2.4. Conclusivamente, non può ritenersi congruamente motivato il provvedimento di riclassamento che faccia esclusivamente riferimento in termini sintetici, e quindi generici, al rapporto tra il valore di mercato ed il valore catastale nella microzona considerata rispetto all’analogo rapporto sussistente nell’insieme delle microzone comunali, e al relativo scostamento ed ai provvedimenti amministrativi a fondamento del riclassamento, senza specificare le fonti, i modi e i criteri con cui questi dati sono stati ricavati ed elaborati. Viceversa, l’atto deve contenere l’indicazione: a) degli elementi che hanno in concreto interessato una determinata microzona; b) di come essi incidano sul diverso classamento della singola unità immobiliare (Cass. n. 27180/2019; n. 22671/2019; n. 23051/2019, cit.; n. 10403/2019; n. 22671/2019; n. 22900/2017).
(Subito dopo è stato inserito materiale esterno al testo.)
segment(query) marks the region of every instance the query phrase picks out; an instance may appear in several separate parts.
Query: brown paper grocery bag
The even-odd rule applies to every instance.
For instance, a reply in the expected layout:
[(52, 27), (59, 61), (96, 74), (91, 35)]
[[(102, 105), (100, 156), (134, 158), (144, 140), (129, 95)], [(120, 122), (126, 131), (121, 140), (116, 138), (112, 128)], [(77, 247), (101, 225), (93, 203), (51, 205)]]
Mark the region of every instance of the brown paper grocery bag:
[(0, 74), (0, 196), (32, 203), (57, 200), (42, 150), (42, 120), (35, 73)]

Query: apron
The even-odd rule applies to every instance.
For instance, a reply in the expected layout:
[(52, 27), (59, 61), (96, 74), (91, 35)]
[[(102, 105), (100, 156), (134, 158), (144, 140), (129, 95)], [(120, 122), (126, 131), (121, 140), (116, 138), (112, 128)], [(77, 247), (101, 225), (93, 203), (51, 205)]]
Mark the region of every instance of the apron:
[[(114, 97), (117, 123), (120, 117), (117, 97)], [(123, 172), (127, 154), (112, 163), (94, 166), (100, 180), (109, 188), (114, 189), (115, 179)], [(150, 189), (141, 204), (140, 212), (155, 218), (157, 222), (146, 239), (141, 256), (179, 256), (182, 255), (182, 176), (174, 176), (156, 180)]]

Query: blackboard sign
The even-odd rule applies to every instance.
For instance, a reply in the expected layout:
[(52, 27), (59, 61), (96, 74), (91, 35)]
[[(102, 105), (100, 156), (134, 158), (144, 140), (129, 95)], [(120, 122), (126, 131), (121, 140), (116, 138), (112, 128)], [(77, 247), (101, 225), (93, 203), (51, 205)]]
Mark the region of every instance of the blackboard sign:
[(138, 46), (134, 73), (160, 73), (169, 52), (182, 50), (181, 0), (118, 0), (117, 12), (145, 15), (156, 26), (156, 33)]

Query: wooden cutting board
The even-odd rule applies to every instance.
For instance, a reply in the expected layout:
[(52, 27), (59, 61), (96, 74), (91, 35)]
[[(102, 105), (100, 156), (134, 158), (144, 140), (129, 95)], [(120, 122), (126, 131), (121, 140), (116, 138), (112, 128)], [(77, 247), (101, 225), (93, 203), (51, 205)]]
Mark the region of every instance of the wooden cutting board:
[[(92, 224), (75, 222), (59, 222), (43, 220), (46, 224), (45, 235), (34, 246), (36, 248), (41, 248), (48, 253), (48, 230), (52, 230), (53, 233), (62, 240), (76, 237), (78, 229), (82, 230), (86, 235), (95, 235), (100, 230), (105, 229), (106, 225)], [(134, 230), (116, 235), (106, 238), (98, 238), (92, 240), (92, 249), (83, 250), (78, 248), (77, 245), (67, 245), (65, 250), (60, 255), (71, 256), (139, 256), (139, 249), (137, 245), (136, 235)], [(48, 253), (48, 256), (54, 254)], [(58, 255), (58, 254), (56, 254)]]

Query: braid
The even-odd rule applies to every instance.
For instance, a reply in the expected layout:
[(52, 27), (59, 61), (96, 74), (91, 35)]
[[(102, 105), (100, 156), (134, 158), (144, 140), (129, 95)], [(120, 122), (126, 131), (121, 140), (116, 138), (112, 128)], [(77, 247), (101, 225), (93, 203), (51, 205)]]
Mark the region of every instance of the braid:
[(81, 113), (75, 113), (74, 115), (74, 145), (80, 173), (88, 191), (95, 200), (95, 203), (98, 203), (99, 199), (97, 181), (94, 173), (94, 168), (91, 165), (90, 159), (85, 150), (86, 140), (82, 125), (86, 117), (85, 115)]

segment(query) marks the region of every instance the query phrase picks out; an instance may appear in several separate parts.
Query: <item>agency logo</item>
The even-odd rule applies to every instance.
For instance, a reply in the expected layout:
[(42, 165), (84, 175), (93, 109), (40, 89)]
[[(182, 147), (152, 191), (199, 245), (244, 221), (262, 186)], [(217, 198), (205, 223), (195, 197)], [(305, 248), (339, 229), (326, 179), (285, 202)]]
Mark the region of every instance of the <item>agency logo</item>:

3.11 ricorso va pertanto rigettato, essendosi la CTR sostanzialmente adeguata ai superiori principi.

4.In ragione del recente assestarsi della giurisprudenza in materia, le spese vanno compensate.

(oppure nulla sulle spese, essendosi il contribuente costituito in relazione al ricorso dichiarato inammissibile).

P.Q.M.

Dichiara inammissibile il ricorso notificato il 15 maggio 2019;

rigetta il ricorso notificato il 10 maggio 2019. Compensa le spese dell’intero processo.

Così deciso in Roma, il 8 ottobre 2020.